Le 19e et le 20e siècle voient donc se développer les ouvrages de fer et le béton. Ce dernier est largement utilisé dans le langage architectural français, grâce à son histoire et surtout, à ses acteurs puissants. Depuis, il domine le secteur. Paraissant moderne, offrant de nombreuses possibilités en terme de formes, il vient devancer le bois, qui, délaissé, n’avait pas suivi l’évolution de la construction, ou alors secrètement.
Le bois relégué en arrière plan peine à se faire une place dans ce nouveau contexte.
Pourtant, comme le souligne Bernard Marrey, le bois ne peut pas être uniquement considéré comme un matériau traditionnel, l’Histoire l’a démontré, les grands architectes aussi.
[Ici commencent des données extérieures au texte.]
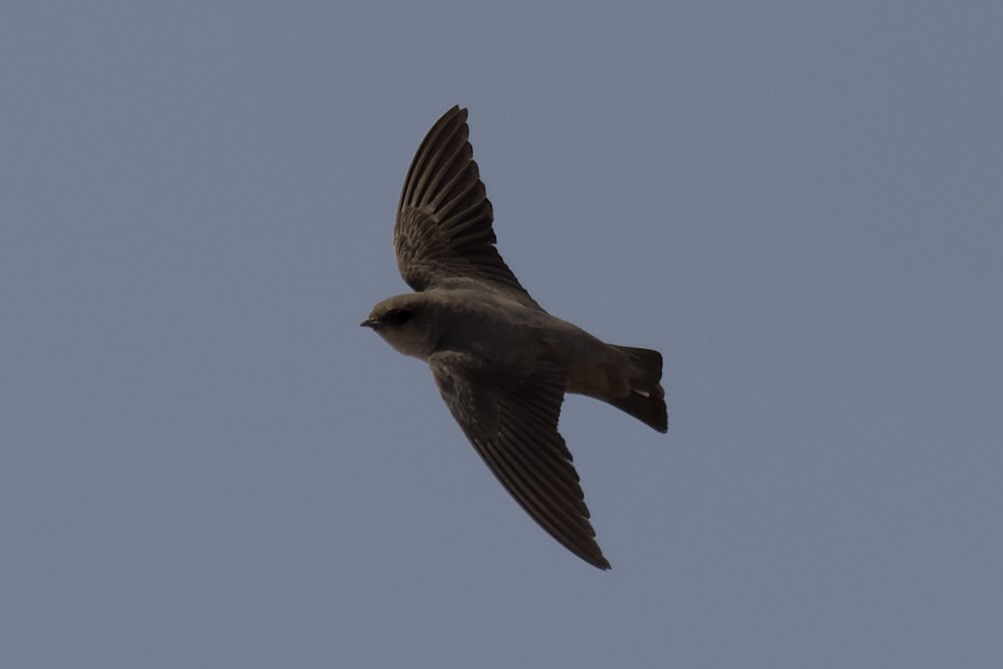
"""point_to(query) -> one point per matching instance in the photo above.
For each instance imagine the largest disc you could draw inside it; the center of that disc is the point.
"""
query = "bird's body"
(502, 362)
En remettant en perspective chaque grand ouvrage en bois dans leur contexte – des temples grecs avec leur charpente triangulée, une première dans la construction, à la Halle au Blé à Paris, en passant par les oeuvres d’Alto, de Wright et de Kahn – nous ne pouvons en douter.
Ainsi, par le biais des architectures d’exemples, il conserve encore, pendant ces siècles industriels, un attrait pour certains qui oeuvrent pour une ouverture et un développement de l’architecture bois, dans les années d’après-guerre, comme nous le verrons par la suite.
Les Cycles du bois
constructions bois ne représentent que 10% du marché, aux États-Unis et en Scandinavie, les habitations en bois occupent une forte place, avec, respectivement, 90% et 35% des constructions.
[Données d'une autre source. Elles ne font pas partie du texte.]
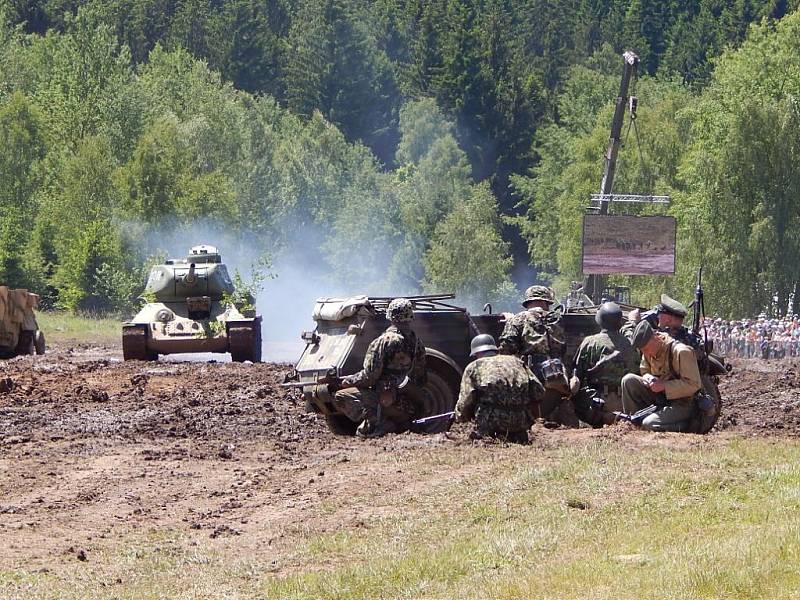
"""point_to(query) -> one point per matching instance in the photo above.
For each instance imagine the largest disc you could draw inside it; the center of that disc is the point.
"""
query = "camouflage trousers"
(376, 419)
(672, 417)
(595, 413)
Construire en bois n’est donc pas seulement un idéal mais une réelle possibilité.
Le cycle des forêts et la nécessité de l’entretien est donc l’élément clé pour le développement de la filière.
Où en est-on en France ? Les périodes de défrichement intense du Moyen-Âge ont-elles laissé des traces sur nos ressources actuelles ?
Une ressource sous-exploitée
Utiliser le bois dans la construction est souvent synonyme de déforestation dans l’esprit des gens. Cette idée, longtemps diffusée par la politique intensive de production de bois des années d’après-guerre, est pourtant désormais une idée reçue. Couper le bois dans les forêts ne dessert pas, bien au contraire.
Souvent critiquées, les pratiques sylvicoles sont loin d’être néfastes à la forêt lorsqu’elles sont appliquées à bonne escient et dans la connaissance du métier.
En effet, pour développer les arbres, ceux-ci ont besoin de subir des coupes lors de la croissance de la forêt. Au début, le resserrement qui les conduit à prendre de la hauteur, pour rechercher un maximum de lumière, est indispensable, puis ce resserrement vient les étouffer si l’Homme n’intervient pas pour leur permettre de s’agrandir et de se développer dans de bonnes conditions. La société craint un trop plein d’interventions sur cette ressource dite naturelle.
Pourtant, l’Homme doit agir pour la Nature.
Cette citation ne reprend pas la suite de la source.